Uma das virtudes alcançadas por Saltburn é a habilidade em utilizar a montagem e o close-up para construir um dos aspectos psicológicos mais recorrentes no longa: o desejo. Em um determinado momento, Oliver observa o amigo em um ato íntimo e repentino numa banheira. A câmera, dividindo-se entre o olhar voyeurístico de Oliver e o corpo de Felix em close-up progressivo, realça a complexidade psicológica do garoto — complexidade quase como que metamorfoseada ao final. Esses efeitos são realçados por outros elementos presentes na imagem: o vapor que sobe da banheira, a luz excessiva em tons de vermelho que recai sobre o rosto de Oliver e a respiração ofegante de Felix. A própria trilha sonora, intensa, dramática e intranquila, intercede pelo momento e habita os corpos em contato pelo olhar.

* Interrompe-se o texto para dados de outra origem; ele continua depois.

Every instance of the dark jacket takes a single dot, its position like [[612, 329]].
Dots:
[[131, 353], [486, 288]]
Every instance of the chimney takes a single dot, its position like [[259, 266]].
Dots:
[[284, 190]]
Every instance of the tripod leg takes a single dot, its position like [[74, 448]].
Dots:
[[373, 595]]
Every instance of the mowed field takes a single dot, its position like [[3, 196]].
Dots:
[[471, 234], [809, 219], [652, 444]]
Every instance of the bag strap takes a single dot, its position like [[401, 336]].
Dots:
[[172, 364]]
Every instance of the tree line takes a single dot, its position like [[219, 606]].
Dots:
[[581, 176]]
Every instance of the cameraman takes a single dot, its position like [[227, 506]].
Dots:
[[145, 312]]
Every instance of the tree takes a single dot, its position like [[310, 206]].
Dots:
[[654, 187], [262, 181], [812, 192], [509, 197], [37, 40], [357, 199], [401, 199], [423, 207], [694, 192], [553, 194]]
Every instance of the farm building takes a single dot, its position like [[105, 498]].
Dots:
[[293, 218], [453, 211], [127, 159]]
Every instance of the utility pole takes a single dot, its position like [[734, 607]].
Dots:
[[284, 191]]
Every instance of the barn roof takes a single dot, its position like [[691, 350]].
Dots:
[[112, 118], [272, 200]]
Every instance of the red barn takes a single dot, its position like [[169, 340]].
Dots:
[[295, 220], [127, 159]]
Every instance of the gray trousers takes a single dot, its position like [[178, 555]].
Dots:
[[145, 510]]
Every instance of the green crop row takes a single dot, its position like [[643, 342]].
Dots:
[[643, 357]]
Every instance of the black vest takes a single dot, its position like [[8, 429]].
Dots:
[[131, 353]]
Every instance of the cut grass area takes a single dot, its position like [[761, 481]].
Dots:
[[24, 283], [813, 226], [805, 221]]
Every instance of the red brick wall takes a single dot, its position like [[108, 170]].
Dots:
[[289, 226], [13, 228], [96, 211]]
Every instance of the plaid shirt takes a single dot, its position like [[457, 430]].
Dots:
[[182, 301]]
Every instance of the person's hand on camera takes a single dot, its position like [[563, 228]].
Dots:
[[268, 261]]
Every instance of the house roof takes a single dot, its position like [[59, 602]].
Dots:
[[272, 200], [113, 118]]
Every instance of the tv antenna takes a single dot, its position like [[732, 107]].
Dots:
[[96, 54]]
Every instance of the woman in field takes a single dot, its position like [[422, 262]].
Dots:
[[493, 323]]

Portanto, Saltburn legitima, ao lado de outras produções contemporâneas, o fenômeno da divisão. Enquanto o público aprecia o regime da imagem de diferentes maneiras, o próprio longa divide-se entre a preocupação com o aspecto formal e os eventos subversivos e perturbadores que são desencadeados, e estabelece, na narrativa, uma “estética da subversão”. Assim, apesar de despertar e aguçar a intimidade do espectador, ela se perde em seu próprio ato de contar essas histórias. As múltiplas vidas e subjetividades que estão entrelaçadas dentro da velha mansão de Saltburn são suspensas repentinamente e dão lugar a esses eventos trágicos, cuja real razão e valor é, no fim das contas, desconhecida a todos nós. Trata-se de um filme que cumpre um dos papéis do cinema em provocar os espectadores, suscitar discussões e, consequentemente, repensar o lugar dessa “subversão” nas produções artísticas — no cinema, na literatura e em tantas outras. Cabe aos espectadores assumirem, ou não, algum desses papéis.